Il faut avouer que c’est un drôle de polissage qu’on effectué le sieur Ayers et ses amis, et qu’il n’est pas fonciérement étonnant que cette perle soit incrustée d’éléments incongrus qui ne la rende que plus singulière et ravissante. Avec une insolence joyeusement excentrique et une insouciance faussement naïve, le maître d’oeuvre s’est emparé de thèmes modestes (une dame va se coucher et une fille s’amuse sur une balançoire pendant que le train ne cesse rouler) et les a délicatement travaillés au moyen de ce sens de l’absurde élégant et déroutant dont les Britanniques ont le secret. Une fois ces bases posées, la bande s’est armée d’autant d’instruments qu’il lui était possible de porter et s’est employée à orner de la façon la plus débridée, inventive et virtuose possible la chansons de velour du chanteur. À aucun moment, bien sûr, l’imagination délirante et l’humour décalé n’ont été laissés sur le bord de la route, parce que la vie est trop courte pour qu’on ne s’amuse pas, surtout quand on s’échine à créer des perles et qu’on en appelle une All This Crazy Gift Of Time. D’ailleurs, Kevin Ayers a l’air, sinon de se marrer franchement, au moins de sourire avec délectation à chaque fois que sa voix de bariton laisse s’échapper un mot - il a prévenu, dès le début, qu’il n’était pas ici pour s’enfoncer dans l’aigreur et la tristesse, et qu’on ferait bien d’en faire autant :
"Now you come and tell me that you’re sadBut you never talk about it when you’re gladYou criticise, and you shut your eyes...That’s too bad."

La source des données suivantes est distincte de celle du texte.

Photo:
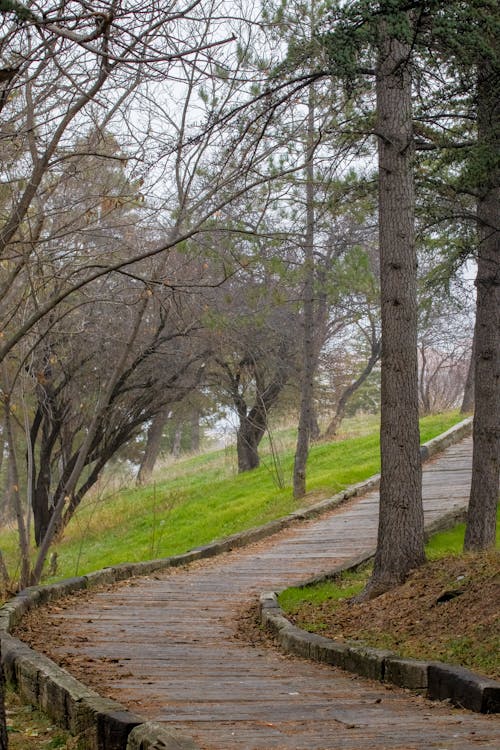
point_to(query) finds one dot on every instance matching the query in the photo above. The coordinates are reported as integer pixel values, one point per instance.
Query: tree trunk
(152, 449)
(481, 519)
(4, 744)
(308, 348)
(400, 545)
(351, 389)
(250, 432)
(468, 397)
(195, 430)
(177, 440)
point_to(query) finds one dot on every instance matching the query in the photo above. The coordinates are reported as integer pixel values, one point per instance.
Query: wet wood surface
(167, 646)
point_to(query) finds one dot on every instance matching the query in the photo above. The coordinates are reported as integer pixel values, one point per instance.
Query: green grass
(349, 583)
(201, 498)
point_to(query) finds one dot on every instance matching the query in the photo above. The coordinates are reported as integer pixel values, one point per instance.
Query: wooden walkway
(166, 646)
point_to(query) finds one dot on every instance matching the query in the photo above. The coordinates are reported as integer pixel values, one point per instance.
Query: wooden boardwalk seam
(166, 645)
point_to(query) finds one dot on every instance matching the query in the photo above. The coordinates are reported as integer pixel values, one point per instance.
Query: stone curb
(437, 680)
(105, 724)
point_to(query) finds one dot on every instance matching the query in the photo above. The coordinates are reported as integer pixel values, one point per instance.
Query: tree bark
(351, 389)
(400, 545)
(4, 743)
(481, 519)
(152, 449)
(468, 397)
(308, 348)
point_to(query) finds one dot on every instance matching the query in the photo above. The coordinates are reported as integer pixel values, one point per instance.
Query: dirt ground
(448, 610)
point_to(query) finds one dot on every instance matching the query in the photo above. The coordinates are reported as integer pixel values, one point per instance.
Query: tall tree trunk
(308, 348)
(177, 440)
(4, 744)
(152, 449)
(14, 490)
(468, 397)
(400, 545)
(481, 518)
(351, 389)
(250, 432)
(195, 429)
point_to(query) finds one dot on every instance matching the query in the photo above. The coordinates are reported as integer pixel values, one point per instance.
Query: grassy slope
(199, 499)
(462, 631)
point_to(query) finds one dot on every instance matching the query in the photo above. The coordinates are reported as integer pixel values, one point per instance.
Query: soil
(448, 610)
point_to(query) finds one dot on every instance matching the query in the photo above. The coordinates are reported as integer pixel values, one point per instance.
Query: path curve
(165, 645)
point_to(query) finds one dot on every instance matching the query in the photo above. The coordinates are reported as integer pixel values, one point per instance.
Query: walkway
(168, 649)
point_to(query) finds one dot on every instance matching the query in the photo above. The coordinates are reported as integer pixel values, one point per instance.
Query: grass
(199, 499)
(416, 620)
(28, 729)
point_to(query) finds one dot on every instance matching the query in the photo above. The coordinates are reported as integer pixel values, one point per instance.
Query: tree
(481, 517)
(400, 543)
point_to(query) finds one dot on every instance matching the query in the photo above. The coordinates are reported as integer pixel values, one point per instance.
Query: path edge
(104, 724)
(436, 680)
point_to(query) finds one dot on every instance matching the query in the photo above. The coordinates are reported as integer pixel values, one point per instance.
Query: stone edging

Le résultat de cette entreprise, forcément, se devait d’être tendrement déluré, si ce n’est plus. Dix morceaux, et, à l’exception d’un sautillant Joy Of A Toy Continued et d’un hymne psychédélique en malais (Oleh Oleh Bandu Bandong), autant de petites histoires aussi imprévisibles que délicieuses, dans la lignée des aventures d’une certaine Alice qui est justement surprise en train de porter sa robe la plus sexy au détour d’un couplet de Song For Insane Times. Par le biais d’une écriture poétique autant qu’absurde (au sens noble du terme bien entendu) et d’une instrumentation luxuriante et libérée, se crée immédiatement un univers délirant et incroyablement sympathique, où on aimerait bien rester, quand bien même ce serait dans un train pour Nulle Part qui refuse de s’arrêter avant d’y être arrivé, ou seulement dans un des rêves de Lady Rachel. Mais le joyeux troubadour qu’est Kevin Ayers étant par ailleurs très occupé, il ne peut pas écrire une chanson pour chaque personne qui voudrait trouver une petite place dans son disque où il y a déjà pas mal de monde ; alors, il se contente de nous abandonner sur un au-revoir un peu expéditif, en nous souhaitant un joyeux anniversaire collectif et explosif :
"Happy birthday to you allI hope you really have ball.And when you’re walking up the road,I hope you finally explode !"
Explosons donc allégrement, et tous en chœur s’il vous plaît, avant de remettre ça tout aussi allégrement.